Here attackers are leveraging the automatic scaling of the cloud-native application, to get by the ephemerality of it.
Poisoning the Well
Another approach is the upstream attack, or what we call Poisoning the Well. Here attackers aim to gain more long-term persistence in your application, despite the aforementioned ephemerality. They may try to, for example, steal patient medical data as it’s accessed, over a long period of time.
Cloud-native applications tend to comprise many modules and libraries. The modules often include many other modules, so it’s not uncommon for a single serverless function, with less than 100 lines of code your developers wrote, to include tens of thousands of lines of code from sources you are blissfully unaware of.
Attackers scour common projects looking for ones where they can easily get their malicious code included. After poisoning the well, they patiently wait as the new version makes its way into your cloud applications. Once inside, the malicious code can call home, get instructions, and start wreaking havoc.
Another challenge that cloud-native applications face is that often they encourage paradigms of rapid deployment and best of breed technologies. It’s very common to find a diverse mixture of programming languages, runtimes, database technologies and monitoring tools in use at the same time.
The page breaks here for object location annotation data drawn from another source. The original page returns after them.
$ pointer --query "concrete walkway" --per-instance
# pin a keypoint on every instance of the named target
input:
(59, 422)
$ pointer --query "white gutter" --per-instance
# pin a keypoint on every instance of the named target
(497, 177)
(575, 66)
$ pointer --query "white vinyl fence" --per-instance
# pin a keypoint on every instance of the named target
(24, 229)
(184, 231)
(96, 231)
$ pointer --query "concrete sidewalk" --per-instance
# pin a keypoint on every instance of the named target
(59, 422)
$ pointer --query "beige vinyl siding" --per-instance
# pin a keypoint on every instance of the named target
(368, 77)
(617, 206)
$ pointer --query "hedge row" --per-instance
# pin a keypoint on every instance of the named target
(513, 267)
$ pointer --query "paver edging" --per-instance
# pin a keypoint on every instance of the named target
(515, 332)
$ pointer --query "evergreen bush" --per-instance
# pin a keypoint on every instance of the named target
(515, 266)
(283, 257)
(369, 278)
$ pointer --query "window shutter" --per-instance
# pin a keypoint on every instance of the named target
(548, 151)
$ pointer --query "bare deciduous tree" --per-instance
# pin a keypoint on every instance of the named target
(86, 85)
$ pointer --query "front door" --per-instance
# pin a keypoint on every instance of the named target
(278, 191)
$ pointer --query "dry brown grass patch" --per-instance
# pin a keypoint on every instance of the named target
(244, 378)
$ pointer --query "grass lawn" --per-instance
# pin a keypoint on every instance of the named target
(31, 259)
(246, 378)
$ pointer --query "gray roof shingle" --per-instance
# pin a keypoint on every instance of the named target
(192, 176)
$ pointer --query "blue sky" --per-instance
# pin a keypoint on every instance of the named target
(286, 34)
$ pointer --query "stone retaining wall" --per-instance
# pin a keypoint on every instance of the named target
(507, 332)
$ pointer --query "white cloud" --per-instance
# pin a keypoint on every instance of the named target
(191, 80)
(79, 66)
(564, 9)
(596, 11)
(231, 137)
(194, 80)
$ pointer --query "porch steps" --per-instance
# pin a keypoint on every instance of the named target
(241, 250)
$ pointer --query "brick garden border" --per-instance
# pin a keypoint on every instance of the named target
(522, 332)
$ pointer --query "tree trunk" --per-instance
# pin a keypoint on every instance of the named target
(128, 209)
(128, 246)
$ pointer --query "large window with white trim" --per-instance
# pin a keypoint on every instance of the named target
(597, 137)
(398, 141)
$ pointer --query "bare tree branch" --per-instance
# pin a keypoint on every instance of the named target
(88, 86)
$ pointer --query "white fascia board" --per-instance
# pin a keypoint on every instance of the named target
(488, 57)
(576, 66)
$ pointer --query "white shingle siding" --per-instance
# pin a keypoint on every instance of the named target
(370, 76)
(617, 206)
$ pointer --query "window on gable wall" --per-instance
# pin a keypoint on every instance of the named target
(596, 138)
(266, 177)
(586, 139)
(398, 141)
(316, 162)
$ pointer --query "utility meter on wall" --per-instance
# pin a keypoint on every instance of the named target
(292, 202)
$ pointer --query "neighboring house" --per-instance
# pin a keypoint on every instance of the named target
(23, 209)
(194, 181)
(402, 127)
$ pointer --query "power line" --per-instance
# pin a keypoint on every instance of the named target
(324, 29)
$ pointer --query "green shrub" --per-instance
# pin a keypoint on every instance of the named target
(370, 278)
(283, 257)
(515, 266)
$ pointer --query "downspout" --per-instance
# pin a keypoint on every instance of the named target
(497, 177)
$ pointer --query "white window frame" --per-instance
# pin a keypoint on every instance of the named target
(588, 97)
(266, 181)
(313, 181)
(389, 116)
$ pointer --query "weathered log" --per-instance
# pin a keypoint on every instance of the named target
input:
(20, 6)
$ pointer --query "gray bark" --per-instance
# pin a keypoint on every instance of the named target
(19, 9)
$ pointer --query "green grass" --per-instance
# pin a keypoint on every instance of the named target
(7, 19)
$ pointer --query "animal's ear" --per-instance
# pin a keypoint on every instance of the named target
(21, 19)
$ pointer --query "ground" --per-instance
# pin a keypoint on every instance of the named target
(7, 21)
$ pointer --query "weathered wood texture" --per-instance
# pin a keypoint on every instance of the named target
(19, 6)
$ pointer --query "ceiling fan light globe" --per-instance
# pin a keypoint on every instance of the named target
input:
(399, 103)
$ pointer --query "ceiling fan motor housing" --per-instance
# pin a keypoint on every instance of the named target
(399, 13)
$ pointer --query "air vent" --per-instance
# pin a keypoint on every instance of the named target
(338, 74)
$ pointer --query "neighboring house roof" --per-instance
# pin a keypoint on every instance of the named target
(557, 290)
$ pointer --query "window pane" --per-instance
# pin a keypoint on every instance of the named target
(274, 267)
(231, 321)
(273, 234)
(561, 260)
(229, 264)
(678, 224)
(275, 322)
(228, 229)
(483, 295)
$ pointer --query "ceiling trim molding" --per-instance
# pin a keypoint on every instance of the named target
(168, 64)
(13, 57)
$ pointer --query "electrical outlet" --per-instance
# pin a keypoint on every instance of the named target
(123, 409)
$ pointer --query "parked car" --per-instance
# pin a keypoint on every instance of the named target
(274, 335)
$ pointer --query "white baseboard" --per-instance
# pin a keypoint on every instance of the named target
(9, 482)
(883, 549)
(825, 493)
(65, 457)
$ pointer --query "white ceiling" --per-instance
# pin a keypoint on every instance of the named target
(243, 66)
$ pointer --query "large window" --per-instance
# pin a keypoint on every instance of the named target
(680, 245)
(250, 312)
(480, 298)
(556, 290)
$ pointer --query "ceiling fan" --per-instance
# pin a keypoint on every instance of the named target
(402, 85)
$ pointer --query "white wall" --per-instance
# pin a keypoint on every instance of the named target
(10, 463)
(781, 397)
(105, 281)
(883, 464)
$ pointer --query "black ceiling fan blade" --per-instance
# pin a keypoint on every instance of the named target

This diversity can spawn some incredible tales of rapid deployment, but it also provides a much richer attack surface for attackers. This is driving attackers to approach cloud-native applications with a much more heterogeneous set of techniques. Attackers will bring all sorts of packages and toolboxes to bear, essentially throwing malicious spaghetti at your application with the hope that something sticks.
It’s Not All Bad
First, serverless architectures tend to be harder to attack, not easier, at least for the time being. This may be a combination of the freshness of the technology, and the fine-grained compartmentalization these applications have. Now you need to focus on putting barriers up between you and your attackers that will mitigate the changes I mentioned above.
Here are some brief recommendations:
- Ensure that every service/function is allowed the smallest set of privileges possible.
- Use tools to look for repetitive patterns in attacks.
- Protect your supply chain.
- Impose standards on what languages and tools should be used.
- Get security into your CI/CD pipeline.
It’s certainly early days in cloud-native and serverless computing, but we’re already seeing the positive and the less-positive effects it’s having on our deployments. The trick now is to stay educated, stay vigilant, and stay ahead of the curve.